Il Grande Dittatore: significato, scena del mappamondo ed altre iconiche

Il dettaglio di una radio accompagna lo spettatore nel negozio del barbiere (Charlie Chaplin). Sulle note della Danza Ungherese n.5 del compositore Johannes Brahms, si assiste ad una delle scene più divertenti dell’intero film. Il barbiere lavora a ritmo di musica. I suoi gesti e la velocità riflettono il suono dello strumento ad arco. Similmente, durante un litigio con le camicie grigie, riceve un colpo di padella alla testa. Accompagnato dal brano “Stagger Dance” – colonna sonora originale di Charlie Chaplin e Meredith Willson – mostrale movenze tipiche del “vagabondo”. 

Una delle scene passate alla storia della settima arte è quella in cui il dittatore balla con un palloncino di un globo.
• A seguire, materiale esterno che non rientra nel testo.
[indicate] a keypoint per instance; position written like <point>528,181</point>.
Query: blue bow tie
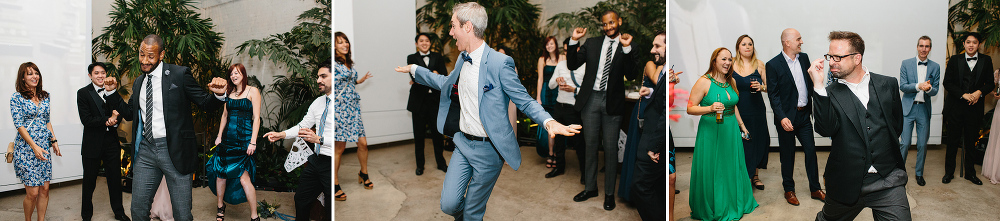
<point>465,56</point>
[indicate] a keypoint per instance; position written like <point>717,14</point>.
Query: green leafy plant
<point>975,15</point>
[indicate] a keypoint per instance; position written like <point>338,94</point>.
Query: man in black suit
<point>165,143</point>
<point>649,179</point>
<point>966,80</point>
<point>790,101</point>
<point>423,103</point>
<point>601,98</point>
<point>100,142</point>
<point>863,114</point>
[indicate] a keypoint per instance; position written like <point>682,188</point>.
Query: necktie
<point>465,56</point>
<point>607,65</point>
<point>322,122</point>
<point>147,124</point>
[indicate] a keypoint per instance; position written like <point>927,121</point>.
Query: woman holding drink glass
<point>749,81</point>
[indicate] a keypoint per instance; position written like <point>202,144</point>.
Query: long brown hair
<point>22,86</point>
<point>229,80</point>
<point>738,58</point>
<point>545,52</point>
<point>728,75</point>
<point>343,58</point>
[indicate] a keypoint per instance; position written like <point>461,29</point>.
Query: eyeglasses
<point>836,58</point>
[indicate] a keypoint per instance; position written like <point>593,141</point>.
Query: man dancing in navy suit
<point>484,139</point>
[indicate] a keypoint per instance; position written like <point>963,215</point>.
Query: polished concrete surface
<point>65,198</point>
<point>958,200</point>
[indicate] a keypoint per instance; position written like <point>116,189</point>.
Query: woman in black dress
<point>751,80</point>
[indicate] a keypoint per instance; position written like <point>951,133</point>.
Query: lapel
<point>848,106</point>
<point>97,98</point>
<point>482,72</point>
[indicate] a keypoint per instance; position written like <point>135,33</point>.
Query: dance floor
<point>65,198</point>
<point>525,194</point>
<point>958,200</point>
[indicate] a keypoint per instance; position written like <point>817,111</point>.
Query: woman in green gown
<point>719,188</point>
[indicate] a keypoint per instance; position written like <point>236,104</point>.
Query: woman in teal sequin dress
<point>232,164</point>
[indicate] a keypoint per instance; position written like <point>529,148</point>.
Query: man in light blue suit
<point>919,79</point>
<point>483,81</point>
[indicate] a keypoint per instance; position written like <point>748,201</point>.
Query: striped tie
<point>607,65</point>
<point>147,124</point>
<point>322,122</point>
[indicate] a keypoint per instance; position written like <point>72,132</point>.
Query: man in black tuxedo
<point>601,98</point>
<point>423,103</point>
<point>165,143</point>
<point>100,142</point>
<point>863,114</point>
<point>967,79</point>
<point>790,101</point>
La sequenza ha inizio nel momento in cui scivola via dalla tenda della sua enorme finestra. Con le mani sui fianchi, si avvicina ad un globo. «Aut Caesar, aut nihil» dice.Èalla ricerca di un potere imperiale, come un Cesare.

Per questo, è interessato alla conquista dell’Ostria. Con il vorspiel di “Lohengrin” di Richard Wagner che fa da sottofondo, il dittatore prende il globo, lo fa roteare sulla sua mano, ride, lo calcia verso l’alto e lo lascia fluttuare. Arriva alla sua scrivania, spinge il palloncino nuovamente in su che si unisce alle Croci Accoppiate. Continua la danza. Hynkel mostra fierezza nello sguardo. Guarda il globo come qualcosa da conquistare, come ad una dama in un passo a due. Gli sorride finché, all’improvviso, il palloncino scoppia lasciando il dittatore in un momento di profonda e ironica tristezza.  
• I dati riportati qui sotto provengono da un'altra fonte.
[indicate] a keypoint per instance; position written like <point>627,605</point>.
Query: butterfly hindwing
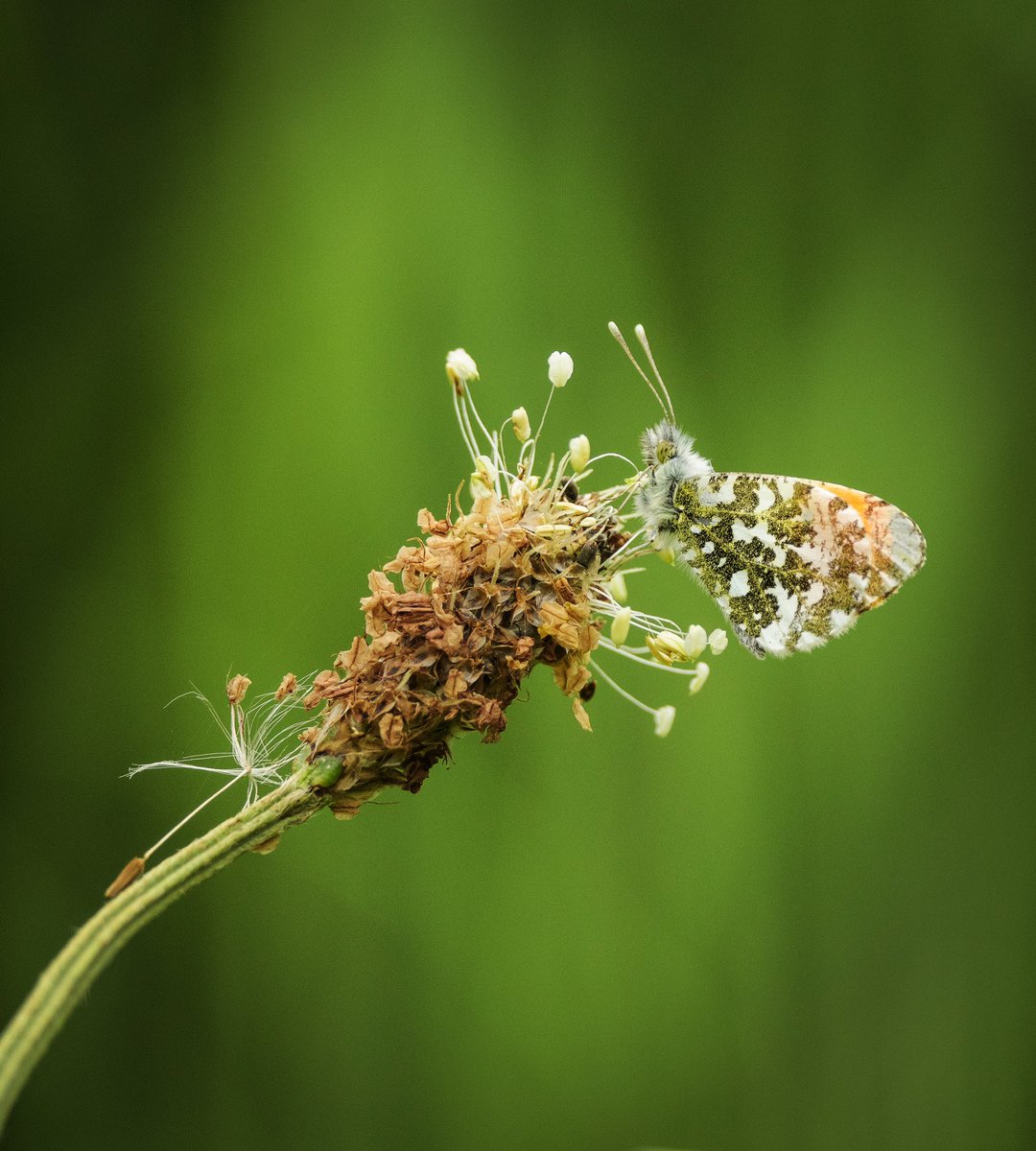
<point>792,563</point>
La fotografia di Karl Struss

La fotografia del direttore Karl Struss è particolarmente lucente. Le immagini in bianco e nero sono illuminate in modo omogeneo rendendo le scene chiare e definite. Persino lo sfondo è ben visibile ed è reso spesso con dei disegni, come le strutture presenti nel quartiere ebraico. La sequenza che vede l’arrivo di Benzino Napaloni (Jack Oakie) rivela una tecnica differente. Infatti il background che mostra l’arrivo del treno è reso con la retroproiezione. Su uno schermo dietro gli attori viene proiettata una ripresa precedentemente effettuata che illustra un treno in movimento. 
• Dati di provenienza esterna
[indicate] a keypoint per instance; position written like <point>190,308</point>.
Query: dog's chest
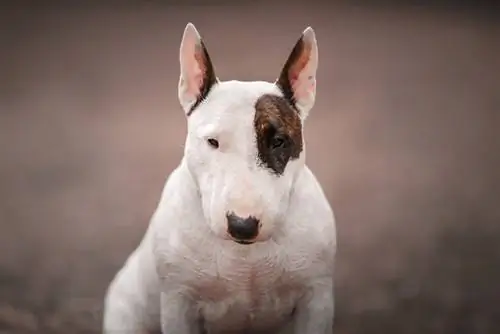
<point>252,294</point>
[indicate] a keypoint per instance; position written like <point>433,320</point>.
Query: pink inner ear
<point>195,69</point>
<point>302,82</point>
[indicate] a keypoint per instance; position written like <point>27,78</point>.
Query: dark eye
<point>213,142</point>
<point>278,142</point>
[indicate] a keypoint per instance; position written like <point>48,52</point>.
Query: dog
<point>243,239</point>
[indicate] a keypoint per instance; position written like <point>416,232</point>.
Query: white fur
<point>187,267</point>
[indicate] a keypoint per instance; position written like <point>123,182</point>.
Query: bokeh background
<point>404,138</point>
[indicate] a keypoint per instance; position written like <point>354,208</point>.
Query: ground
<point>404,139</point>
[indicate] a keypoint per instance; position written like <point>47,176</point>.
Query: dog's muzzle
<point>242,230</point>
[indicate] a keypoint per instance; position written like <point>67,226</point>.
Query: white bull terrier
<point>243,239</point>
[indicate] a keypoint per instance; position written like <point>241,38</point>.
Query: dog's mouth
<point>244,242</point>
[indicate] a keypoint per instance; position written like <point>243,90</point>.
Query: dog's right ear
<point>197,72</point>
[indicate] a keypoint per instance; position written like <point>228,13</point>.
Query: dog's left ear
<point>197,72</point>
<point>297,80</point>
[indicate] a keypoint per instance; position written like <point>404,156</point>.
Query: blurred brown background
<point>404,138</point>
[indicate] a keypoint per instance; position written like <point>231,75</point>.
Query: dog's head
<point>244,145</point>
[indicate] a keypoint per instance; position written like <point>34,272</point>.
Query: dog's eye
<point>278,142</point>
<point>213,142</point>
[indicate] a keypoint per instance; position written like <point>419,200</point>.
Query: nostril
<point>242,228</point>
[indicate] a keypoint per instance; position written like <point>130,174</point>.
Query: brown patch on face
<point>278,131</point>
<point>295,63</point>
<point>209,78</point>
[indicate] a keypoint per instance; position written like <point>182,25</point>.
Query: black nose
<point>242,228</point>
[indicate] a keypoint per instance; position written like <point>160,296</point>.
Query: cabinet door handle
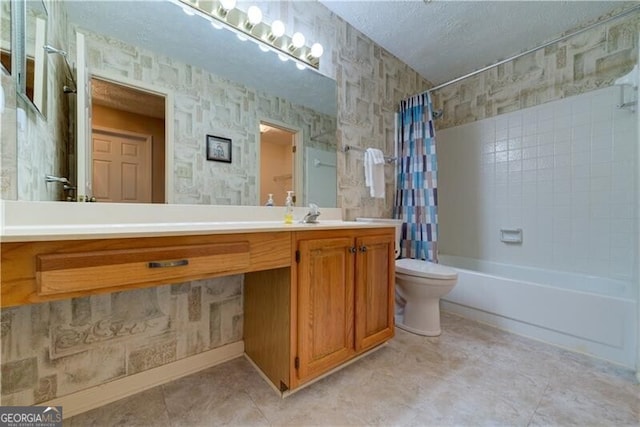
<point>164,264</point>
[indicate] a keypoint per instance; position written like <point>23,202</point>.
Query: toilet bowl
<point>420,285</point>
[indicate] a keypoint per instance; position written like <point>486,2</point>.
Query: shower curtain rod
<point>542,46</point>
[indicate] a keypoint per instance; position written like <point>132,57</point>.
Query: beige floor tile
<point>471,375</point>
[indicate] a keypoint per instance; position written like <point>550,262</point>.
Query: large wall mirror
<point>5,35</point>
<point>33,65</point>
<point>156,74</point>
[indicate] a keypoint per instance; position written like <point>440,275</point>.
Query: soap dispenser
<point>288,208</point>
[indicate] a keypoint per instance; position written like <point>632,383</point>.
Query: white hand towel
<point>374,172</point>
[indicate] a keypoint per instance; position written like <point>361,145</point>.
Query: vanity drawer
<point>60,273</point>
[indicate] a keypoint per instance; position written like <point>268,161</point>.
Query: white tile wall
<point>565,172</point>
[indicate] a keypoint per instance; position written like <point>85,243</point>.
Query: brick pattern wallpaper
<point>588,61</point>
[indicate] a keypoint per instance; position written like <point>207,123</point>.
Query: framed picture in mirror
<point>218,148</point>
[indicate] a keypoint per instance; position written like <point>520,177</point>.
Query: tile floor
<point>471,375</point>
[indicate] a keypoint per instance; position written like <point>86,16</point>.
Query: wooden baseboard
<point>94,397</point>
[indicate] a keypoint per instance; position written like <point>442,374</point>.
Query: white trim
<point>94,397</point>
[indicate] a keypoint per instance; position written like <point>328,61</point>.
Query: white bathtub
<point>592,315</point>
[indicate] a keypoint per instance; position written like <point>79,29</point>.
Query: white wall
<point>564,172</point>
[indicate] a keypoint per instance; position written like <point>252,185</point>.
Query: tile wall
<point>564,172</point>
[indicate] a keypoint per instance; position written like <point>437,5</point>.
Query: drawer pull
<point>163,264</point>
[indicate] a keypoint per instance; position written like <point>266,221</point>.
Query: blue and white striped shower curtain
<point>416,201</point>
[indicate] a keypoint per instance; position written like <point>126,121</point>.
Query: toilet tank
<point>395,222</point>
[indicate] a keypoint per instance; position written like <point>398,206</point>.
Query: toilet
<point>419,287</point>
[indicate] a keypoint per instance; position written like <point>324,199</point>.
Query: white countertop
<point>22,221</point>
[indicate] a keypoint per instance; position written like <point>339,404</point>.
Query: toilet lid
<point>420,268</point>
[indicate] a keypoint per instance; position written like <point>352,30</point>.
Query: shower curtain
<point>416,201</point>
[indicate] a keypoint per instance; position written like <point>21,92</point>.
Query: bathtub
<point>588,314</point>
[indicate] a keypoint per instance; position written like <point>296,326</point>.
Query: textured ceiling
<point>443,40</point>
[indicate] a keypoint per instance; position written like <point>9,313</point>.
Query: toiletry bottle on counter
<point>288,208</point>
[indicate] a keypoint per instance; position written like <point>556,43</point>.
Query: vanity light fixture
<point>250,25</point>
<point>297,41</point>
<point>225,7</point>
<point>254,17</point>
<point>277,30</point>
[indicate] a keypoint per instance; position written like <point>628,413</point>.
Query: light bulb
<point>317,50</point>
<point>277,28</point>
<point>297,40</point>
<point>228,4</point>
<point>254,14</point>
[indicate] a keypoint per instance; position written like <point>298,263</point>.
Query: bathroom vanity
<point>315,295</point>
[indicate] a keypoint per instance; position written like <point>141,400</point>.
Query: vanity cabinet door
<point>374,291</point>
<point>325,305</point>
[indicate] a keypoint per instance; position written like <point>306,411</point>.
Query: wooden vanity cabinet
<point>345,297</point>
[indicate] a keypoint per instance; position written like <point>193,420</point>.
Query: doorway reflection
<point>129,165</point>
<point>277,163</point>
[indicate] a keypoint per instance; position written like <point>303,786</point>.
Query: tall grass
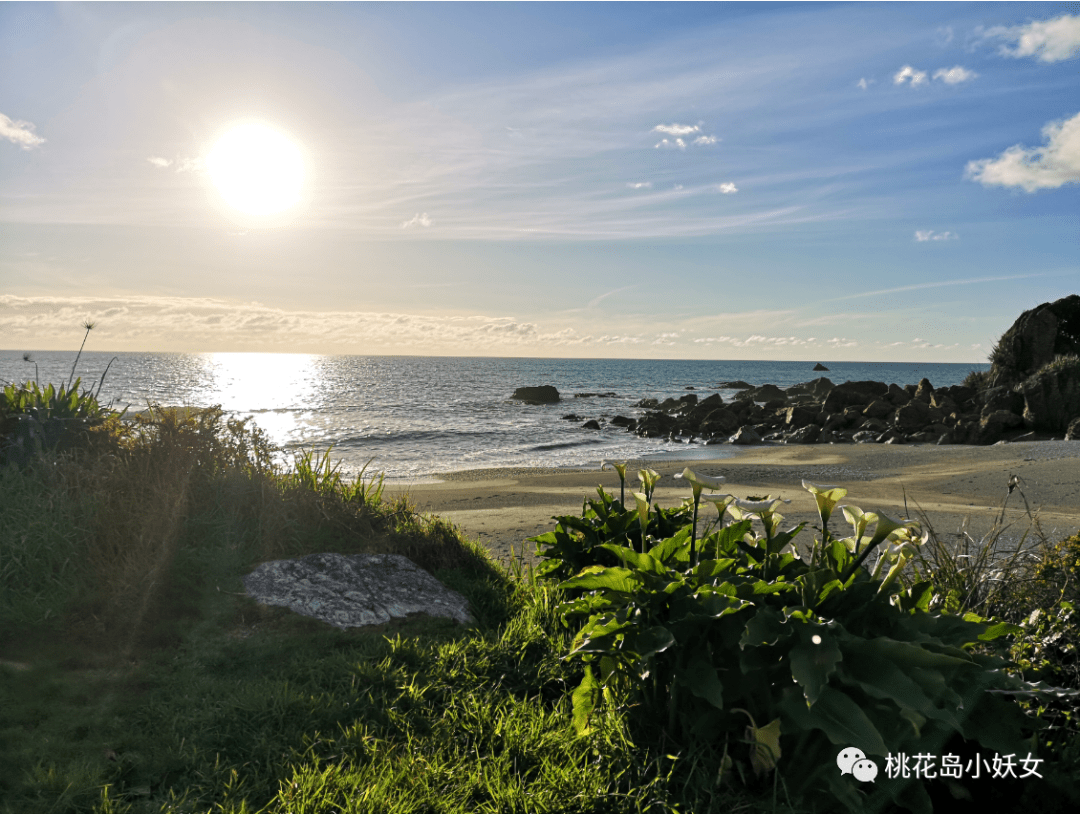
<point>147,682</point>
La pellicola presenta numerosi dettagli che in alcuni casi fanno da transizione da una scena all’altra. Si ricordi i giornali su una stamperia che fa da sfondo, i cui titoli mostrano cosa succede mentre il soldato ebreo è in ospedale. Un uccello in gabbia, fuori l’abitazione del Sig. Jaeckel (Maurice Moscovitch), evidenzia la condizione di prigionia in cui vivono gli ebrei, a causa dell’ideologia e delle azioni di Hynkel e dei suoi soldati. 

«Non sarebbe bello se smettessero di odiarci? […] se ci lasciassero vivere in pace e felici?» – Hannah 

Il Grande Dittatore di Charlie Chaplin: il discorso finale all’Umanità

«Mi dispiace, ma io non voglio fare l’imperatore. Non è il mio mestiere. Non voglio governare né conquistare nessuno. Vorrei aiutare tutti, se possibile: ebrei, ariani, uomini neri e bianchi. Tutti noi esseri umani dovremmo aiutarci sempre. Dovremmo godere soltanto della felicità del prossimo, non odiarci e disprezzarci l’un l’altro. In questo mondo c’è posto per tutti. La natura è ricca, è sufficiente per tutti noi. La vita può essere felice e magnifica, ma noi l’abbiamo dimenticato. L’avidità ha avvelenato i nostri cuori. Ha precipitato il mondo nell’odio, ci ha condotti a passo d’oca a far le cose più abiette.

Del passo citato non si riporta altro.